Our recruiting team has a history of efficient enrollment in multiple subject populations, including healthy males and females, older adults, smokers, menopausal women and renal or hepatic impaired.
Our clinical staff has experience in running clinical trials for innovator as well as generic pharmaceutical clients, including multiple study designs, dosage forms, and a wide variety of sponsor requirements. The clinical units are in close proximity with our licensed, pharmacist managed pharmacy capable of handling all Schedule II-IV controlled substances. Schedule I licensing should be available with ample lead time. The pharmacy also has experience with limited non-GLP compounding and/or dosing preparation. All investigational products have a check, double-check pharmacist controlled process for receiving and dispensing. Our pharmacists also have an active role in dose administration.

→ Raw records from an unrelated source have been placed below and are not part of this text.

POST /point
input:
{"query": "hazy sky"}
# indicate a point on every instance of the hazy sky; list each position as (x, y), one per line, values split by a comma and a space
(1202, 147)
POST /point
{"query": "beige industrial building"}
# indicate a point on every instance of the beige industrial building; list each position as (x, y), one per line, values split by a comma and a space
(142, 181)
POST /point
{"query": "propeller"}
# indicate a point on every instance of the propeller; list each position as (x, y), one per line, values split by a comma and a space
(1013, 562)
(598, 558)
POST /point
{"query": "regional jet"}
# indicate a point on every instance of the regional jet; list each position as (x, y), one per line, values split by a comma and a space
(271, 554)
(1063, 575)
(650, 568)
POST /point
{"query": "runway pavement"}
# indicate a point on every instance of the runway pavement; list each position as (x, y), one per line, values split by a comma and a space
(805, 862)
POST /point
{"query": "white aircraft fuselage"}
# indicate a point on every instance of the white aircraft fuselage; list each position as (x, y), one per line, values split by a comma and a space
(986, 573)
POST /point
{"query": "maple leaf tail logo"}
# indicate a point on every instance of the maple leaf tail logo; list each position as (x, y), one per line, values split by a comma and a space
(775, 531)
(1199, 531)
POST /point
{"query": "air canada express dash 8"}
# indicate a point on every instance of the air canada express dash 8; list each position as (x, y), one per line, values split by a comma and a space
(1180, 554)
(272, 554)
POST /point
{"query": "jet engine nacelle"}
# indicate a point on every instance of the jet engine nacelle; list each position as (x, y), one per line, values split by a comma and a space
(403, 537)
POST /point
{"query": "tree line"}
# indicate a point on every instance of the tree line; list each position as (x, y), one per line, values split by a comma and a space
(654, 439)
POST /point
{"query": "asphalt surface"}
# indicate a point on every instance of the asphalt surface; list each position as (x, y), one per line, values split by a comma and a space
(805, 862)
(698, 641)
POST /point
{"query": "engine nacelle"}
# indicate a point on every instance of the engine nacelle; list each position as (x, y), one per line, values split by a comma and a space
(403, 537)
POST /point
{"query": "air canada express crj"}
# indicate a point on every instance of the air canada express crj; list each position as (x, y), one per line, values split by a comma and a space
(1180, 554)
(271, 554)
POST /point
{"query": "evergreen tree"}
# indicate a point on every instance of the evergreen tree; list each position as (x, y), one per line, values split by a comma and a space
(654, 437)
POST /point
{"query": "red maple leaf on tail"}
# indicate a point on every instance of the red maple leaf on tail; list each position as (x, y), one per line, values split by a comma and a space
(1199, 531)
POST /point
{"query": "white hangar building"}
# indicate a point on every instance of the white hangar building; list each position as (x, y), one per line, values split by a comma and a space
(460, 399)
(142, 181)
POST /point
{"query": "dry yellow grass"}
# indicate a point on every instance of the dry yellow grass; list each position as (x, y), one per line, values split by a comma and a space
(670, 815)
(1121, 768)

The in-house bioanalytical laboratory offers method development, assay validation, and sample analysis in compliance with FDA and international regulatory requirements as put forth by ICH. Self-monitoring is conducted with a constant in-process check by quality control staff reporting to laboratory management. Upon completion of sample analysis, Incurred Sample Re-analysis (IRS) is completed as per protocol and regulatory requirements. Axis QA completes an overall review of the data and processes to assure the protocol, SOP’s and regulatory requirements are/were followed and reported as required.
Our statistics, pharmacokinetic analysis, report writing, and data management is located in our Hyderbad, India office but is closely connected to our US site by phone and hourly texts. All related efforts are team oriented from project abstract to final report.
Axis Clinicals’ appeal to the general study volunteer is secondary to a very friendly staff, great food, spacious study units, and reclining phlebotomy chairs for both comfort and safety. The volunteer’s voice is heard and understood by management, as well as clinical staff.